Unfortunately, despite what many futurists and forecasters say about the predictability of trends, such declarations, which are frequently given with great authority, lack context. Trends rely on social, political, economic, environmental, and technical assumptions that people who dogmatize trends frequently fail to describe. If the underlying assumptions alter, the trend may derail, leaving its adherents reacting to change rather than guiding it.
As much as we would want to believe that trends will enlighten and assist us in making better judgments, the only way to truly enhance decision-making is to embrace uncertainty and cope with the world's underlying complexity. Scenario planning is the finest discipline for this type of job.
Scenario planning is a common component of strategic planning. It is traditionally associated with company strategy and finance. However, given the changing nature of work, we believe HR must become a more active participant in the process, with a particular emphasis on skills-based workforce planning.
HR may use scenario planning to inform the redesign of HR models and procedures, collaborate with business executives to develop more robust people-inclusive scenarios, and develop skills-based workforce talent initiatives.
Creating tales is only the first big step in the process, and it is the one that is least linked with day-to-day work. Consultants guide teams through implications exercises at the end of the workshops to investigate the influence of these possible futures on roles, plans, processes, relationships, and structures.
Scenarios eventually lead to deeper HR implications, such as: By 2030, learning must be offered in a completely different way. We must be prepared to combine the various employment models so that skills and performance satisfy our requirements. As more and more machines replace workers, we must plan for transitions. Each situation has its own set of ramifications that indicate what has to be done.
The real work begins when current plans are revisited to make them more flexible and adaptive in light of the consequences — and of change in general, given that the organisation acknowledges, and perhaps even challenges, the assumptions that underpin them.

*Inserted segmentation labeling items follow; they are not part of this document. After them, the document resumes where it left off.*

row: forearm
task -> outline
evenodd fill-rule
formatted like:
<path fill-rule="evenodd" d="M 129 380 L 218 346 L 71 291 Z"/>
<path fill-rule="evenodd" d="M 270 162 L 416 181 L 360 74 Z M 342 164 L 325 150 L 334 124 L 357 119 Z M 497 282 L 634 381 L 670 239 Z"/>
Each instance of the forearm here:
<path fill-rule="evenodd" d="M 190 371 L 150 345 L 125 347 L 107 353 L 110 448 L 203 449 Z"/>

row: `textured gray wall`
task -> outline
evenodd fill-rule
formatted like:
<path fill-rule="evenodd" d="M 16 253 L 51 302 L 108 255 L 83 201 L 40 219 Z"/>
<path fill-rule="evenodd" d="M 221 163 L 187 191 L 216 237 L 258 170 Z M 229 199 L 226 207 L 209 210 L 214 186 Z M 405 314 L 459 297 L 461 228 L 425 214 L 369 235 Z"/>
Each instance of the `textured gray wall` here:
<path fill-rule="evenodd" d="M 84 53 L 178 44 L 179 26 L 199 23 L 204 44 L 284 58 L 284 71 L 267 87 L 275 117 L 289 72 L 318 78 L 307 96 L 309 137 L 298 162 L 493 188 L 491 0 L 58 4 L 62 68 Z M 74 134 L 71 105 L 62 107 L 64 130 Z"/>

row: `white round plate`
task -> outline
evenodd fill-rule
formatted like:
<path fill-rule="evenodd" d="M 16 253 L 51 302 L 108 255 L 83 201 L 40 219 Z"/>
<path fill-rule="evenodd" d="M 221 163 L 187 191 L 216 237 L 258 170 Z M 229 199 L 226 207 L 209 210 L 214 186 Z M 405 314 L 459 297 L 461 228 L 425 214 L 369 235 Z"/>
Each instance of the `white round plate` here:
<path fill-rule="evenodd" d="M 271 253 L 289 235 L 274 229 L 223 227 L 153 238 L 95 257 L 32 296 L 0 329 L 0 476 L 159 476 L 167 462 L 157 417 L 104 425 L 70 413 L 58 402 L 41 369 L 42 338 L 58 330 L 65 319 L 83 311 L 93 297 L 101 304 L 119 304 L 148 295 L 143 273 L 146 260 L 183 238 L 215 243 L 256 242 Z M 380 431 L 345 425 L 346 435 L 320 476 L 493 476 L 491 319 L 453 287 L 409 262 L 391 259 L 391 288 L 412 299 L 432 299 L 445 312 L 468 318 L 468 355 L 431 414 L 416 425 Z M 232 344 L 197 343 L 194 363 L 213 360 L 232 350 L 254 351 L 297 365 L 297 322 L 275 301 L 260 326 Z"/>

Some businesses develop contingency plans, while others develop early warning systems that monitor uncertainty in order to better predict change. As evidence of disruption increases, companies should revise their strategies to better handle the emerging reality.
Even if a business does not use scenario planning intentionally, the discipline may nevertheless benefit the HR function. Many organisations envision and work toward ideal futures. Believing that these ideals are achievable eliminates ambiguity. Organizations lose peripheral vision when they focus solely on a certain future. This makes them more exposed to irrelevant occurrences since they are just not paying attention.
A list of uncertainties displayed on an office door or cubicle wall serves as a reminder that even today's job may change in relevance due to variables beyond our personal, corporate, or even governmental control.
The Role of Human Resources in Scenario Planning
- Once scenarios are in place, HR is frequently delegated to an implementation partner. However, we believe that Human Resources can add considerable value to the original scenario generation process by offering organisational design and workforce planning skills.Including these views early in the process enables for more realistic and robust scenarios to be created. It also brings a more diverse viewpoint from across several divisions to the table.
> The following should be prioritised:
Create capability maps for each scenario
Using a skills-based taxonomy to define the skill needs, and
Investigating prospective talent and development solutions to bridge skill gaps.
- The second opportunity we feel HR can seize is to rethink current HR practises using the scenario planning methodology described in this article. HR may utilise this approach to add new ideas into the service offering, making it more relevant and useful. The same ideas would apply, and HR would need to construct particular scenarios using data and proof.
- The final opportunity we see is for HR to use the same scenario planning techniques to establish what the HR function may look like depending on the chosen scenarios.
- HR has the chance to design a response suited to each of the described situations by utilising the strategic decisions provided as part of the larger business process. At a high level, this exercise might highlight, in a similar way, the competencies that HR has to develop in order to appropriately respond to each situation, as well as the necessary methodology.